The definition cuts both ways (unfortunately).

------
bcoates
Back in my day I got nonsense stories about kids these days from local TV news
fluff pieces not this internet clickbait nonsense!

------
watwut
> like to assume the role of leader when working in groups

People who assume the role of leader when working in groups may be annoying
(and definitely are to me), but they also have better careers and earn more
money. If you don't assume such role nor defend turf and other colleges do,
you will end up micromanaged and blamed for everything.
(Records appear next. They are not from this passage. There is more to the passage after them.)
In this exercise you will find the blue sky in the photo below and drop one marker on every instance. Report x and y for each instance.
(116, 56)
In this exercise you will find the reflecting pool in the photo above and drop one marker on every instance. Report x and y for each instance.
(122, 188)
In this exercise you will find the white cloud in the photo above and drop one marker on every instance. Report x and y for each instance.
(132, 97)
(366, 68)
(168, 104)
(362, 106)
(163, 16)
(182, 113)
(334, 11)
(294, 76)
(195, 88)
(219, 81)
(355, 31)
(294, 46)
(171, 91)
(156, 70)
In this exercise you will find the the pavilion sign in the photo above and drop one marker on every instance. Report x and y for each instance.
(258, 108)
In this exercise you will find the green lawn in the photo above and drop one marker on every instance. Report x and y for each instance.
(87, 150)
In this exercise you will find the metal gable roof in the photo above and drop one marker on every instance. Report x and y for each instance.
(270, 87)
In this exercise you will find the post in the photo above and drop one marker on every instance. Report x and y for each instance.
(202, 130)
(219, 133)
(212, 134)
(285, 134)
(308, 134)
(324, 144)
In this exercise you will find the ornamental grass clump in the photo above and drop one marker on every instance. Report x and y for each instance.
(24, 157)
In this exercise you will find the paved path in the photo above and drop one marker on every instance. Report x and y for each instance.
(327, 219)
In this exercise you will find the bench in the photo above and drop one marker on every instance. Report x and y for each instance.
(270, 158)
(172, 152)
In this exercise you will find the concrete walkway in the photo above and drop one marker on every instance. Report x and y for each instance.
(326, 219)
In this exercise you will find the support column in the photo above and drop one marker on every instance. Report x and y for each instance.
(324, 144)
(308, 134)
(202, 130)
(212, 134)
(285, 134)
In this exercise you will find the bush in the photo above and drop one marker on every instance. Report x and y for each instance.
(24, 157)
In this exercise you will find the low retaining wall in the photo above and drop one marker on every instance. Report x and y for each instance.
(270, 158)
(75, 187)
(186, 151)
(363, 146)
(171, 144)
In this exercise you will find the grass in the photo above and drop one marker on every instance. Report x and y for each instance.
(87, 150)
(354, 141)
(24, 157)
The above are reasons in nutshell why parents and educators shape kids to
assume the leadership qualities. Because those of us who were raised not to
assume them, earn less money and less promotions.
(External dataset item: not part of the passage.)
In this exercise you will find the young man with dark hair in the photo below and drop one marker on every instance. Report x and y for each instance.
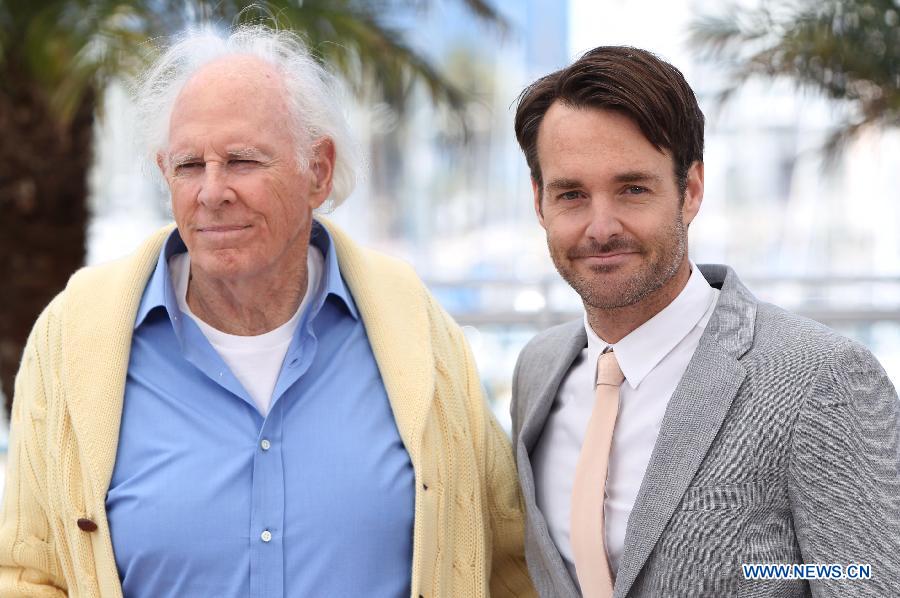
(682, 428)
The other thing is that people who demanded better things often got better
things and those of us who did not demanded better things, well, did not. Like
for example, during salary negotiation. Every single time there is discussion
about whether or why women get lower salaries, someone - oftentimes someone
older - argue by women demanding less or being less aggressive in negotiation.
Why would a parent who has this experience with this trained the kid to loose
later on? Then they complain about entitlement when young people (of both
genders) listen to the logic behind the argument and are demanding.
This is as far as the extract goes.